Mastering the reverse stroke will increase your manoeuvrability greatly. Reverse strokes allow you to stop and turn quickly, however, they use more energy, and you lose the speed you’ve built up.

1. Hold the paddle by your side with your elbow high and the blade behind your shoulder.

2. Push your arm down and dig the paddle blade into the water behind your hip.

3. Push the blade forward with your arm while pulling the opposite shoulder back. Essentially, it’s a small stroke in the reverse direction.

7 Paddling Technique Tips for Beginners

After applying what you’ve learned in this post, you’ll be equipped with everything you need to manoeuvre your kayak and have fun on the water.

To finish off, here’s a roundup of seven things to remember when you’re paddling.
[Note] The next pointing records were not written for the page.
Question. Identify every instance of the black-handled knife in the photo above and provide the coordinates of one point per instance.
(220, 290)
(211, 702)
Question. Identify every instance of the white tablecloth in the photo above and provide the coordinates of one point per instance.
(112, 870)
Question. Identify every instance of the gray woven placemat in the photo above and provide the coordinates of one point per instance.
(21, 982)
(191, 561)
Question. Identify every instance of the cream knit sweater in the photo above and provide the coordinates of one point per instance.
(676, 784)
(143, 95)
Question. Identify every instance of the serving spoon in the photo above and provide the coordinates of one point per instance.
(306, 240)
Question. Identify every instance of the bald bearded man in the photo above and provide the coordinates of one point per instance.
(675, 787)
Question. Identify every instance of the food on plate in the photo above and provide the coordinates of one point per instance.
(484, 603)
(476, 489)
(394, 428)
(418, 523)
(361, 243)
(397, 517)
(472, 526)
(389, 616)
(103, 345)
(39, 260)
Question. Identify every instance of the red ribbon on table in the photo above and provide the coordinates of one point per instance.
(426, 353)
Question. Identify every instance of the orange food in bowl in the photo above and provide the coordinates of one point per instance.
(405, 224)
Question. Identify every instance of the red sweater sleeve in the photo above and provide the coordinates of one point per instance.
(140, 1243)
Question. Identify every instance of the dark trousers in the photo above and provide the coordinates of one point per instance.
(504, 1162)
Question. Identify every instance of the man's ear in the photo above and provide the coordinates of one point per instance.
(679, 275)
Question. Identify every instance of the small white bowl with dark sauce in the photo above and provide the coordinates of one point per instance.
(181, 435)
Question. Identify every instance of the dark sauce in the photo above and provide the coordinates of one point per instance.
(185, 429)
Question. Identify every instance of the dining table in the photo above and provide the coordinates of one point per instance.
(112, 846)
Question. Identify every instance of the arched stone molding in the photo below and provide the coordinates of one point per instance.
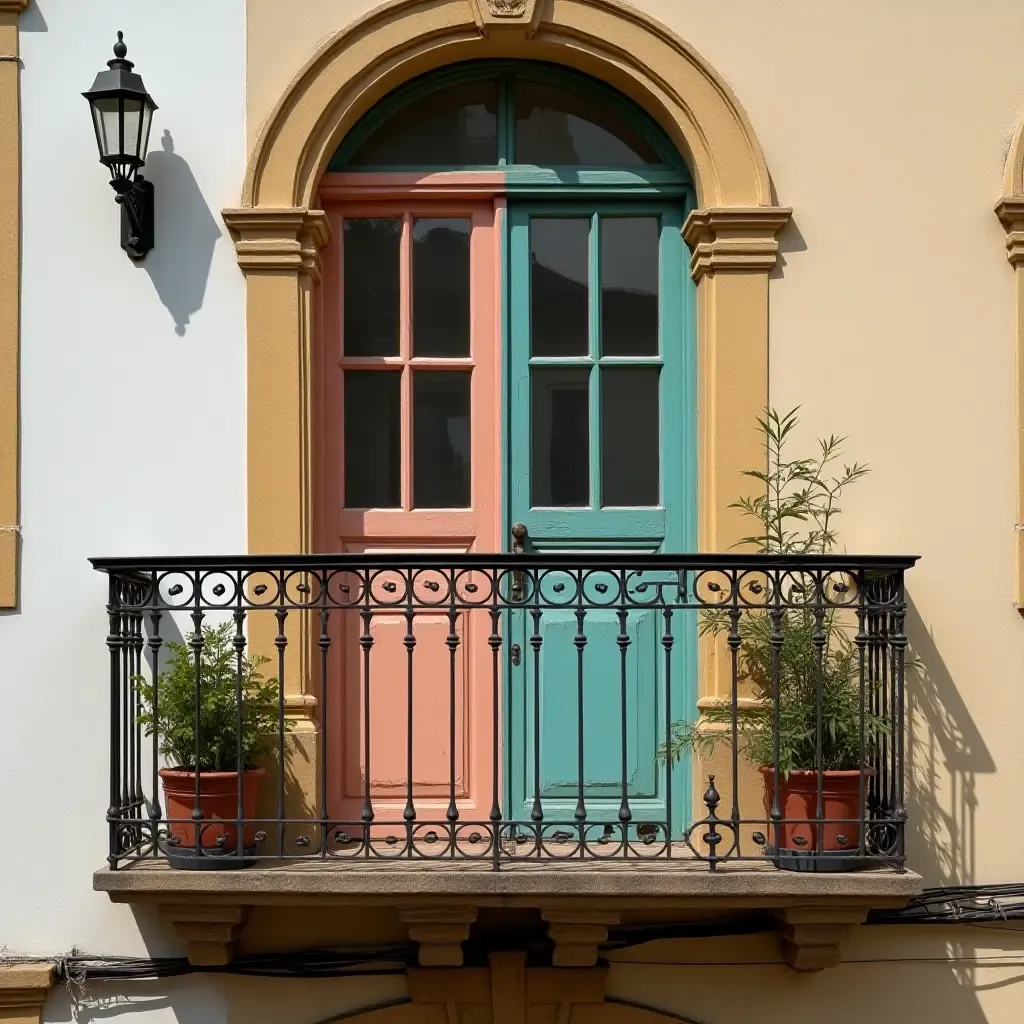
(1010, 210)
(278, 229)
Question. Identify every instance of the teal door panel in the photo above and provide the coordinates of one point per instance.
(600, 458)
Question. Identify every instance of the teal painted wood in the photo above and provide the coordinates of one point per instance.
(672, 173)
(542, 697)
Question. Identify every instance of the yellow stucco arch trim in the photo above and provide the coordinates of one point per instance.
(1010, 210)
(615, 42)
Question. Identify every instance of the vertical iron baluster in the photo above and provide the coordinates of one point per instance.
(126, 763)
(495, 641)
(580, 640)
(281, 643)
(135, 706)
(452, 641)
(325, 646)
(240, 667)
(114, 647)
(733, 643)
(668, 642)
(860, 641)
(776, 641)
(623, 640)
(410, 642)
(197, 643)
(537, 812)
(366, 644)
(156, 642)
(818, 640)
(899, 643)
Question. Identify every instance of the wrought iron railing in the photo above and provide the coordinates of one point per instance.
(503, 709)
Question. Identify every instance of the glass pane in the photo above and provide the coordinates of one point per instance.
(146, 124)
(373, 438)
(629, 286)
(452, 126)
(440, 287)
(558, 286)
(133, 126)
(553, 126)
(440, 440)
(104, 115)
(630, 435)
(372, 250)
(559, 441)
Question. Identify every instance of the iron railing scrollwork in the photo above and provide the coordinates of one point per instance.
(350, 640)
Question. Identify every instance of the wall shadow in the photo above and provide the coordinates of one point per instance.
(185, 235)
(945, 754)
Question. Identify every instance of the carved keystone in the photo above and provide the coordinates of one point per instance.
(812, 936)
(209, 933)
(439, 931)
(577, 934)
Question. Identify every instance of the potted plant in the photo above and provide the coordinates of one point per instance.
(169, 709)
(796, 513)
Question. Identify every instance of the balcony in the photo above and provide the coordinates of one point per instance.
(597, 739)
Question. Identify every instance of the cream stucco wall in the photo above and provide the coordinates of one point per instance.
(885, 126)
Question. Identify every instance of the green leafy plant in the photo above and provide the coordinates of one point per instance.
(796, 511)
(174, 699)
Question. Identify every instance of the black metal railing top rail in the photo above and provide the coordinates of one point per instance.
(506, 708)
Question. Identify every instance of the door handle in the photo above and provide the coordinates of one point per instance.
(519, 535)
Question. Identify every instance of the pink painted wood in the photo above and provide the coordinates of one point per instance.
(410, 529)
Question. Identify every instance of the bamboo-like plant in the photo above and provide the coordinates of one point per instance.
(796, 512)
(174, 699)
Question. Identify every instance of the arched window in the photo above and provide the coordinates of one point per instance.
(509, 338)
(499, 116)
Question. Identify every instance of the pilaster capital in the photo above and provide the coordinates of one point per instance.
(734, 239)
(1010, 210)
(287, 239)
(23, 990)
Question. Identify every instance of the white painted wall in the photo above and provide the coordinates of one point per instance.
(132, 414)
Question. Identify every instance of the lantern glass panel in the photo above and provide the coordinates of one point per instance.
(143, 147)
(133, 127)
(107, 120)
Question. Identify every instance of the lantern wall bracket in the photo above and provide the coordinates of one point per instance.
(136, 199)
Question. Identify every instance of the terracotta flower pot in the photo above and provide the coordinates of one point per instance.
(218, 799)
(796, 845)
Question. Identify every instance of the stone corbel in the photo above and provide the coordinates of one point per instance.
(208, 933)
(279, 240)
(23, 990)
(734, 239)
(439, 931)
(812, 937)
(578, 934)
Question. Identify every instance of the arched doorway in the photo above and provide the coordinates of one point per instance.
(507, 357)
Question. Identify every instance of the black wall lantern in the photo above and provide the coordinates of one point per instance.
(122, 114)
  1. Avoid the Death Grip – Holding the paddle with a light grip allows you to remain flexible as you control your boat’s movements. It also reduces the chances of straining your muscles.
  2. Fine Course Adjustment – Sweep strokes can be very helpful when it comes to adjusting course without losing speed.
  3. Find Your Rhythm – Deep, forward paddling movements that are swift and rhythmic will give you added speed.
  4. Push Off Footrests – Set your footrests at the correct distance so that you can push off them and utilise your whole body for paddling.
  5. Put Your Body into It – Rotate your shoulders, torso, and hips with each stroke, but keep your centre of gravity in line with the central axis of the kayak. This is most easily achieved by consciously keeping your nose aligned with the middle of the boat
  6. Rock the Boat Baby – While in shallow water, rock your kayak deliberately to get a feel for how much movement you can have before the boat reaches tipping point.
  7. Submerge the Blade - Make sure that the blade is fully beneath the water’s surface with each stroke.